President Donald Trump listens during a meeting with steel and...

President Donald Trump listens during a meeting with steel and aluminum executives in the Cabinet Room of the White House in Washington, D.C., on March 1, 2018. Credit: Bloomberg / T.J. Kirkpatrick

President Donald Trump is following through on a populistic promise. Administration tariffs on foreign steel and aluminum are expected to finally face a real-life road test.

For the moment, predictions of costly gloom from some economic worthies — even some within Trump’s inner circle — are offset by positive excitement elsewhere.

Obviously producers such as Nucor and U.S. Steel Corp. expect to benefit, having lobbied hard for help against undercutting from the likes of Russia, South Korea and China.

Prices on the domestic product should spike and are already reported to be rising in anticipation. More sales are expected to mean more blue-collar jobs in the sector.

“This welcome action is long overdue for shuttered steel plants across Ohio and steelworkers who live in fear that their jobs will be the next victims of Chinese cheating,” said Sen. Sherrod Brown (D-Ohio).

“If we fail to stand up for steel jobs today, China will come after other jobs up and down the supply chain tomorrow.”

The counter-argument has been that making imported metals more expensive will drive up consumer costs.

Toyota promptly announced last week that the move will “substantially raise costs and therefore prices of cars and trucks sold in America.”

Arguments over tariffs range wide.

Some players like to hark back to the negative impact of the 1930 Smoot-Hawley tariff law — just as some war hawks relate any negotiation with a hostile power to British Prime Minister Neville Chamberlain’s attempt to appease Nazi Germany.

Smoot-Hawley exacerbated the Great Depression.

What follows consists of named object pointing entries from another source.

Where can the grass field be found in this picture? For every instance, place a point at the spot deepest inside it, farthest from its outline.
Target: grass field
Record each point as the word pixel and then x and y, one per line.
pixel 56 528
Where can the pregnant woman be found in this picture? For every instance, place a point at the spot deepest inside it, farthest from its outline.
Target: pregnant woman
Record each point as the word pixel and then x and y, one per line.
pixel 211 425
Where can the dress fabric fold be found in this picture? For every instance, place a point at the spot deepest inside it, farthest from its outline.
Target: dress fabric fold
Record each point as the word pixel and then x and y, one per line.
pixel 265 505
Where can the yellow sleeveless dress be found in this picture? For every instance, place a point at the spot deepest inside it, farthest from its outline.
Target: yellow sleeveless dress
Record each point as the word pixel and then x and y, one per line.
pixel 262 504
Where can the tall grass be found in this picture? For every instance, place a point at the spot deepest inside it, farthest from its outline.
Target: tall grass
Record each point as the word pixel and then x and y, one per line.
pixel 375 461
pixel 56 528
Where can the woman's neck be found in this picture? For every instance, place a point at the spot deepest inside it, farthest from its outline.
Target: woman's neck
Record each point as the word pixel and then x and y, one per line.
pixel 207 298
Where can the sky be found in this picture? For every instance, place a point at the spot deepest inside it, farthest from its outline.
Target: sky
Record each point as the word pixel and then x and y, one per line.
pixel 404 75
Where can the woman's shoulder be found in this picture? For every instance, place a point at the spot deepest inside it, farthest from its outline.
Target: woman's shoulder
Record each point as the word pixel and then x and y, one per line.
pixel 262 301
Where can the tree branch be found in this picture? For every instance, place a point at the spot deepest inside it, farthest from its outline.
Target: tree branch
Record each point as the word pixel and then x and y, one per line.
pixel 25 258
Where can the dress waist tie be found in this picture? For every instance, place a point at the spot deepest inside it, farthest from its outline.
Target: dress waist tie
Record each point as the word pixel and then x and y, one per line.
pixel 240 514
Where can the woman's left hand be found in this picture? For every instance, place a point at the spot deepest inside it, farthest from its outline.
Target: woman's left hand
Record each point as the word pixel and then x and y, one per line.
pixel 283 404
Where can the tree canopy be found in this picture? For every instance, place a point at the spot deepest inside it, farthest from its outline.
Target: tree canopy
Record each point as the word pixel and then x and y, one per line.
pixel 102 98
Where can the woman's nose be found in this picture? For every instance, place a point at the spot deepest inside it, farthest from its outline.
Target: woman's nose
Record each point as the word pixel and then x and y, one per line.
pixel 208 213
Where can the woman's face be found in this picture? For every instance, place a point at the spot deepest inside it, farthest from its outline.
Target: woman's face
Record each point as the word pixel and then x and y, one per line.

Other nations imposed stiff tariffs in return, hurting U.S. exports.

But during the presidential campaign in 2016, Trump’s trade adviser Peter Navarro was asked by CNN if the GOP candidate’s proposed barriers wouldn’t repeat that.

“There are no similarities at all,” Navarro was then quoted as saying. Smoot-Hawley was a “protectionist” move, but Trump’s tariffs would be “defensive” because trade has been tilted against the United States for decades.

Some who disagree with Trump on the issue point to President Barack Obama’s 2009 tariffs on Chinese companies to protect American companies. Critics argue that while tire-plant jobs were shielded, a loss of retail jobs followed as the cost of the imports rose, cutting sales to consumers.

Fear of an international “trade war” was blamed for suppressing stock market prices late last week.

But Trump argued in one of his Twitter pronouncements:

“When a country (USA) is losing many billions of dollars on trade with virtually every country it does business with, trade wars are good, and easy to win.

“Example, when we are down $100 billion with a certain country and they get cute, don’t trade anymore-we win big. It’s easy!”

That, of course, will depend on how effectively other nations may retaliate. It looks like we are destined to find out.